Thanks for the reply! Years ago my friend and I were going to try a robin and gave up as soon as we saw how thin the skin was, so I was guessing a young chick's would be just as bad (if not worse). Worth a shot though if it's going to be dying anyway :hmm Do you have any advice for dealing with the super delicate skin, other than being very gentle and cautious?
 

N Sully

Songster
Sep 4, 2017
218
368
202
South Dakota
I have a cross beak in my flock. She is about 10 plus months old and while a bit smaller than her sister, she seems to figure out how to eat. I feed pellets and they are deep enough that she can get a hold of them. She is also laying. Her bottom beak looks right but the top is way off. I thought I would need to cull her, but she is holding her own. Just keep an eye on her. Some ppl feed them soft food and that seems to help them be able to eat. Good luck!
 

PippinChicken

Songster
Oct 28, 2017
166
110
121
I have a cross beak in my flock. She is about 10 plus months old and while a bit smaller than her sister, she seems to figure out how to eat. I feed pellets and they are deep enough that she can get a hold of them. She is also laying. Her bottom beak looks right but the top is way off. I thought I would need to cull her, but she is holding her own. Just keep an eye on her. Some ppl feed them soft food and that seems to help them be able to eat. Good luck!

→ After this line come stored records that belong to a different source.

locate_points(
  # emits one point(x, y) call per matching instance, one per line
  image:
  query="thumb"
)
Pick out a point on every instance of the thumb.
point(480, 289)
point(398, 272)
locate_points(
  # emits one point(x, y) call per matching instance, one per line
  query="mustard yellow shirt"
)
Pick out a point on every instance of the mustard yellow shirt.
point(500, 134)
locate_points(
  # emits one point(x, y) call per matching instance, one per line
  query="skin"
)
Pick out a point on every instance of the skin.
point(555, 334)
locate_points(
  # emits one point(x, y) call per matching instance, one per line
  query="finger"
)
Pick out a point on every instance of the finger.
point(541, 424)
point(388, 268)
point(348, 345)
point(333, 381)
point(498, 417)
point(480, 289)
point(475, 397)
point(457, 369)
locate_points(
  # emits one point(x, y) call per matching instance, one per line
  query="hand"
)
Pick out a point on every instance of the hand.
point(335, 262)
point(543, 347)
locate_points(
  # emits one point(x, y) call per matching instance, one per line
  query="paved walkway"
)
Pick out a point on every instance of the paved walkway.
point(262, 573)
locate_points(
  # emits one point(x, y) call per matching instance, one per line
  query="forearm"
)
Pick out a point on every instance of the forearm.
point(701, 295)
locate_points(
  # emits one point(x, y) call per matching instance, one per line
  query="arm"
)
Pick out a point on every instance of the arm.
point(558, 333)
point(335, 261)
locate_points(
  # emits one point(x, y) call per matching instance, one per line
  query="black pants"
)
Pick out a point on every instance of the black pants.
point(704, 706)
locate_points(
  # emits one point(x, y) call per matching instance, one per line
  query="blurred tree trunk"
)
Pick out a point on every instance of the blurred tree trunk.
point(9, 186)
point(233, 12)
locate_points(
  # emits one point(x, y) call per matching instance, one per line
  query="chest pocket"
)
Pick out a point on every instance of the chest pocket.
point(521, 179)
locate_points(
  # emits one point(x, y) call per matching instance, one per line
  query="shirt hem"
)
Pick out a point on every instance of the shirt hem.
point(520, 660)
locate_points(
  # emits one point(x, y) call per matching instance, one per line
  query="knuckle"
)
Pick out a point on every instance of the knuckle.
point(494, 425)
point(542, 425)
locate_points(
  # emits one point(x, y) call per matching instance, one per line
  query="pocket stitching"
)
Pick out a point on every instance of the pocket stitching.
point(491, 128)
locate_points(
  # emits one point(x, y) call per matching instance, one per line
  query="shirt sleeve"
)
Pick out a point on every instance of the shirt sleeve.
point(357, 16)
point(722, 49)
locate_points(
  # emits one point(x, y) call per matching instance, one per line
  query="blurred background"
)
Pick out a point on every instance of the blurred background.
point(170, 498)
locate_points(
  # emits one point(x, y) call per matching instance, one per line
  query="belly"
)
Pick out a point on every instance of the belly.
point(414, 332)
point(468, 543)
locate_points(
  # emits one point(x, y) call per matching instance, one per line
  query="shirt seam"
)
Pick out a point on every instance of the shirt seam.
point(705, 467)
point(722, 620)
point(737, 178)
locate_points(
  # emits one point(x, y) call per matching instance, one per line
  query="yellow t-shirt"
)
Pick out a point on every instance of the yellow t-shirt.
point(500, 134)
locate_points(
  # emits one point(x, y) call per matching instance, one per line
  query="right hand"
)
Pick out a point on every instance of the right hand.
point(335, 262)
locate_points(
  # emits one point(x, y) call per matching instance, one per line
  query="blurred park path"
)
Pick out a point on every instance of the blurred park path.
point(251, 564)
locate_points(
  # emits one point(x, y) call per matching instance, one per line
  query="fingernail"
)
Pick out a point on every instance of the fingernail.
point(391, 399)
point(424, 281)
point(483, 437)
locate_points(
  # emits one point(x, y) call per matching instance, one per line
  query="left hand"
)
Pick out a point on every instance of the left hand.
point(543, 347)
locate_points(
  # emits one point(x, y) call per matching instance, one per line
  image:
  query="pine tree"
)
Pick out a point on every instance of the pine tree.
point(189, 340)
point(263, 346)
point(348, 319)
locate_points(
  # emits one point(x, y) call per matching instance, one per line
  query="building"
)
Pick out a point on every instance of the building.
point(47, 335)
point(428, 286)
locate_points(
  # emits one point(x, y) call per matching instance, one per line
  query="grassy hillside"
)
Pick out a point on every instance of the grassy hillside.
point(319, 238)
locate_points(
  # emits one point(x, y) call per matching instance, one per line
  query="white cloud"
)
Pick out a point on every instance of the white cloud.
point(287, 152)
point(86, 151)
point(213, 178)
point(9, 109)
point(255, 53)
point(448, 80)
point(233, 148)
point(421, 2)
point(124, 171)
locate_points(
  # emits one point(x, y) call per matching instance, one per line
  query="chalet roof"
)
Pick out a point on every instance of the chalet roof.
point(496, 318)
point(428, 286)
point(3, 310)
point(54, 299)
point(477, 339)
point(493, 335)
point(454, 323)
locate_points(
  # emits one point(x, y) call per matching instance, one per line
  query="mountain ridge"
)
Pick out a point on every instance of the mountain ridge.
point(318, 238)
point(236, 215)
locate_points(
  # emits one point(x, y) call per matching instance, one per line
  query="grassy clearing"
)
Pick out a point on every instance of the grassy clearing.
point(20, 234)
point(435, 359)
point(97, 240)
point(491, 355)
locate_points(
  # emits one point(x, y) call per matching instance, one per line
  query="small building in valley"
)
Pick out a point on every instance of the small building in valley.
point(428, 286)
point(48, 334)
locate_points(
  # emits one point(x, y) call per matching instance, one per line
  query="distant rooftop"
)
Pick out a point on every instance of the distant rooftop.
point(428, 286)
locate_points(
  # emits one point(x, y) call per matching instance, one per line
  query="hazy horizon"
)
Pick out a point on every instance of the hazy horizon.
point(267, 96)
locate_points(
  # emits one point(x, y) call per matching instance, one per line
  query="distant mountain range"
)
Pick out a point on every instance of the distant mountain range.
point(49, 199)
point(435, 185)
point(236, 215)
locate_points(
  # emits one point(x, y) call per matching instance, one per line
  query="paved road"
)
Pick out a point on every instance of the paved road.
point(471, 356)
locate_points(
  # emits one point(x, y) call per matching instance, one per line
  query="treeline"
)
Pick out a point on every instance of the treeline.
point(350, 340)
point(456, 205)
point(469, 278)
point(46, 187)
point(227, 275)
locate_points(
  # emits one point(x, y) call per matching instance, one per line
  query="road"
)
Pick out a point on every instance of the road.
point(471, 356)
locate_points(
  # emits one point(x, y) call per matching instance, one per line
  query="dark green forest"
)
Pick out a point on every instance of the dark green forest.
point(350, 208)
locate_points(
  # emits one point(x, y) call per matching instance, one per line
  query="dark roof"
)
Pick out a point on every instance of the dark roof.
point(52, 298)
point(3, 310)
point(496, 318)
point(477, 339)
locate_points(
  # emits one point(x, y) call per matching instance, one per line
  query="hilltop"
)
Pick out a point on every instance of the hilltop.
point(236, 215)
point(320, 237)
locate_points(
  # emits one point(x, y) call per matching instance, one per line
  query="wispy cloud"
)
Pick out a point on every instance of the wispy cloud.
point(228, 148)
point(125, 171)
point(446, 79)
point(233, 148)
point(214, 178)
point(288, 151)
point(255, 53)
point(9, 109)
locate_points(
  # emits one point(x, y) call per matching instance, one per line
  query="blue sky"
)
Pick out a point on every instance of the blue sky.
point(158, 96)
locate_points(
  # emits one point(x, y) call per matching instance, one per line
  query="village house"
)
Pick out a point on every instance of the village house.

I'll be thrilled if it's able to keep eating and drinking normally! It was only 3 days old when I noticed it though, and now at one week old it's significantly worse. At this rate I can't imagine it will last long without needing additional care that I'm not able to give. If that's the case then I was hoping to find someone who would be able to give it the individual care it would need, but no takers so far...which brings me to my current plan :( But like I said, if it turns out differently then that would be wonderful!
 

N Sully

Songster
Sep 4, 2017
218
368
202
South Dakota
I agree. If it can’t survive then the choice is obvious. I don’t think mine showed the cross beak until it was 8-12 weeks, so it might have been caused by an injury. A younger chick might have a very hard time as fragile as they are compared to an older one like mine. I have seen posts where ppl trimmed the beak, but so much could go wrong that I never tried. Like you I figured they make it or if they cannot I would cull. :)
 

The Phantom

I love birds!!!
Jan 9, 2017
3,784
33,362
1,062
SE Wisconsin
Thanks for the reply! Years ago my friend and I were going to try a robin and gave up as soon as we saw how thin the skin was, so I was guessing a young chick's would be just as bad (if not worse). Worth a shot though if it's going to be dying anyway :hmm Do you have any advice for dealing with the super delicate skin, other than being very gentle and cautious?
Don’t pull hard. I guess be super gentle.